For many years, the inflamed, thickened, and useless alveolar walls of patients with lung fibrosis led investigators to think that the basic process leading to fibrosis was a sustained interstitial pneumonitis. Careful studies of animal models and humans over the last 15 years have revealed that, in fact, most pulmonary fibrosis begins in the alveolus and develops in definable stages over time (Figure 1): (a) epithelial cell injury and alveolar inflammation; (b) organization of the resultant alveolar exudate; and (c) incorporation of the alveolar fibroproliferative process into alveolar walls. Repeating cycles of this series leads to the characteristic signature of distorted and dysfunctional lung parenchyma (1, 2). However, an explanation for the earliest recognizable event in this process — loss of alveolar epithelial cells — has remained obscure. The emergence of the field of programmed cell death (apoptosis) and the realization that lung alveolar epithelial cells, like cells in many tissues, express the Fas death receptor have stimulated new thinking about these early events.
Figure 1.
Alveolus
Ligation and clustering of Fas receptors by Fas ligand (expressed on inflammatory cells in Figure 1) results in the assembly of a cytoplasmic protein scaffold containing activated caspase-8, the first in a cascade of proteases whose full activation culminates in irreversible cell injury and apoptosis (3). Because apoptotic cells are rapidly cleared by phagocytes, this was thought to be a mechanism of cell death that avoided inflammation. This scenario is best played out in the developing immune system, where fewer than 1% of T-cell precursors entering the thymus survive selection, many succumbing to a Fas-mediated apoptotic death without discernible secondary inflammation (4). However, it is increasingly apparent that under some circumstances ligation of Fas leads to release of proinflammatory cytokines, indicating that, whatever its homeostatic role, Fas ligation can also lead to inflammation and tissue injury (5, 6).
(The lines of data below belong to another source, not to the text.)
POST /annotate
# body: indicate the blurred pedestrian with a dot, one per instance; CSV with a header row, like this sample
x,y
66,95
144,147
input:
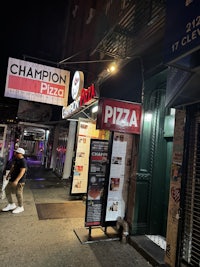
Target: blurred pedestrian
x,y
17,177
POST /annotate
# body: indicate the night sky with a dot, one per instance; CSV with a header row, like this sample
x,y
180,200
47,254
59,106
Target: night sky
x,y
35,29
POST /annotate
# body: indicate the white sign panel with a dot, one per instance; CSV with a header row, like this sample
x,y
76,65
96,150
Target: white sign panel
x,y
34,82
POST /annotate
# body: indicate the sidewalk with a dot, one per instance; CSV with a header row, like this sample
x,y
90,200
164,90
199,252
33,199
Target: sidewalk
x,y
29,241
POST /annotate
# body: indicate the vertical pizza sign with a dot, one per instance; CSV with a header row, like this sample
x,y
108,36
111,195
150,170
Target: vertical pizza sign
x,y
96,182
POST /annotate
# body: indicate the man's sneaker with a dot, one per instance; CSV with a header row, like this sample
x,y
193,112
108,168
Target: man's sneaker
x,y
9,207
18,210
In this issue of the JCI, an injurious role for the Fas pathway in the pathogenesis of pulmonary fibrosis is reported (7). In a model of bleomycin-induced pulmonary injury and fibrosis, developing 7–14 days after intratracheal injection of bleomycin, mice deficient in either Fas (lpr mutants) or Fas ligand (gld mutants) were found to be protected from fibrosis (as judged by accumulation of lung hydroxyproline). Epithelial cell apoptosis (as judged by DNA strand breaks) was also attenuated. Similar results were seen when an antagonistic soluble Fas receptor was given intravenously or by inhalation. These observations extend prior work demonstrating that agonist Fas antibodies promote pulmonary fibrosis in mice and that DNA strand breaks consistent with apoptosis are seen in increased numbers of alveolar epithelial cells, both in bleomycin-injured mice and in humans with idiopathic pulmonary fibrosis (IPF) (8–10). These results offer a possible explanation for early loss of epithelial cells seen in pulmonary fibrosis, and imply that this loss is critical to subsequent fibrosis. This seems plausible, because loss of epithelial cell barrier function could be expected to lead to a fibrinous alveolar exudate. An attractive feature of this hypothesis is that initiating agents as disparate as viruses, DNA-damaging toxins (such as bleomycin), and immune reactions are all known triggers of epithelial cell apoptosis. All of these etiologies have been implicated in pulmonary fibrosis in humans.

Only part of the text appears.